Saturday, September 28, 2013

UTLA President’s Perspective: VAM/AGT – STILL A MEANINGLESS, DANGEROUS NUMBER

"It doesn’t matter whether the proponents of VAM/AGTare wealthy or powerful; they are still wrong,and they are pushing a teacher evaluation system that is at best meaningless and at worst dangerous to instruction"

By warren Fletcher, From the UTLA United Teacher | http://bit.ly/1dPYmXH


The original version of this column was published in November 2011, before UTLA and LAUSD negotiated the 2012 Evaluation Agreement. UTLA was successful in those negotiations in rejecting LAUSD’s attempt to include student test score growth as a factor in a teacher’s final evaluation. That, unfortunately, has not dampened the enthusiasm of the VAM/AGT true believers, in L.A. and nationwide, who continue to promote this deeply flawed junk science.

I have been an English teacher in LAUSD for many years. I have always understood that my primary duty and loyalty must be to my students, first and last. Teaching is a profession; it’s not merely a job. At a very deep level, we all understand this. And the public understands this too. Parents and the community don’t expect that we will robotically “deliver” instruction to students. They expect that we will passionately advocate for their children and that we will speak up when the District tries to implement policies that will degrade the quality of instruction.

Individual VAM/AGT evaluation degrades instruction

As most of us know by now, LAUSD’s Academic Growth Over Time (AGT) bears a striking resemblance to the Value-Added Measurements (VAM) being pushed across the country. The long-term goal of VAM/AGT is to eventually tie teacher pay and teacher retention directly to student scores.

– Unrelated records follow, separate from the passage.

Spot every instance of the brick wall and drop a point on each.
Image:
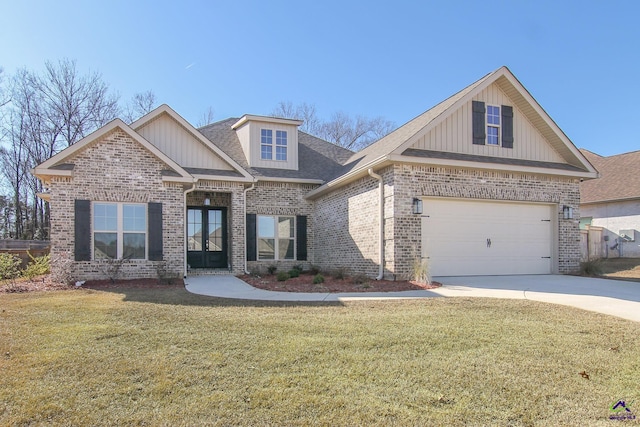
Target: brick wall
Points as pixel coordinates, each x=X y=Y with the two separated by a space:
x=115 y=169
x=415 y=181
x=347 y=226
x=282 y=198
x=346 y=220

As educators, we all understand how a narrow and punitive system of numerical evaluation like VAM/ AGT can seriously degrade instruction and, as a consequence, hurt students. I mentioned earlier that I’m an English teacher. I know that if my pay, or even my continuance in the profession, were to be tied directly to my students’ annual CST scores, I would be under intense pressure to spend less time teaching writing and teaching literature; to spend less time teaching my students how to clearly express themselves and to understand complex written material; to spend less time teaching the actual skills that my students need and that their parents want them to develop for college or careers.

In a VAM/AGT environment, there is constant pressure to teach less and to reduce instruction to test prep. And that kind of pressure would apply to every teacher, regardless of grade level or subject field. Many of the people (including elected leaders) who push the hardest to link teacher evaluation directly to raw test score numbers are well intended. They believe that directly linking test scores to teacher employment decisions will transform all schools for the better. This belief is based on two obvious fallacies: first, that test scores are a direct and accurate (rather than approximate) measure of “student achievement”; and second, that attaching test score incentives and threats to teachers’ jobs will somehow “revolutionize” how teachers approach their teaching. People who believe these things are not evil—they’re just wrong. And it’s our job as professional educators to set the record straight.

Individual teacher VAM/AGT scores are virtually meaningless

The U.S. Department of Education is headed by Arne Duncan. Duncan is a strong proponent of VAM/AGT-type teacher evaluations. But Duncan’s own department has released studies showing that VAM evaluations of individual teachers consistently have an error rate of more than 25%. In other words, one-fourth of all individual teacher VAM scores will be flat-out wrong. That’s why the U.S. Department of Education recommends against using VAM scores for teacher evaluation decisions. Respected researchers from all over the country have rejected their use and have warned of their unreliability. An individual teacher’s VAM/AGT score, whether it was calculated by the District or by the L.A. Times, is virtually meaningless as an indicator of effectiveness or competence.

And speaking of the L.A. Times, it appears that they want to do another round of articles on teacher performance, once again accompanied by a searchable database of individual teacher scores, only this time, the data would be your individual AGT score. While UTLA is vigorously pursuing all legal channels to keep this data from being released, it is important to remember that any individual teacher AGT score is little more than a random and meaningless number determined through a formula that has been widely discredited.

While the obvious purpose of the last L.A. Times VAM series was the public belittling of public school teachers, it is important to remember that your or my individual “AGT number” is about as reliable an indicator of teaching quality as your or my driver’s license number. When we forget that, we empower the people who want to disparage our profession. It doesn’t matter whether the proponents of VAM/AGT are wealthy or powerful; they are still wrong, and they are pushing a teacher evaluation system that is at best meaningless and at worst dangerous to instruction. We have a duty to our profession and to our students to resist its implementation.

When any teacher starts to feel inadequate (or for that matter superior) because of something as meaningless as an individual VAM/AGT score, the enemies of our profession score a small victory. The advocates of individual VAM/AGT score evaluation all have one thing in common: They don’t know the first thing about quality teaching. You do. Never forget that.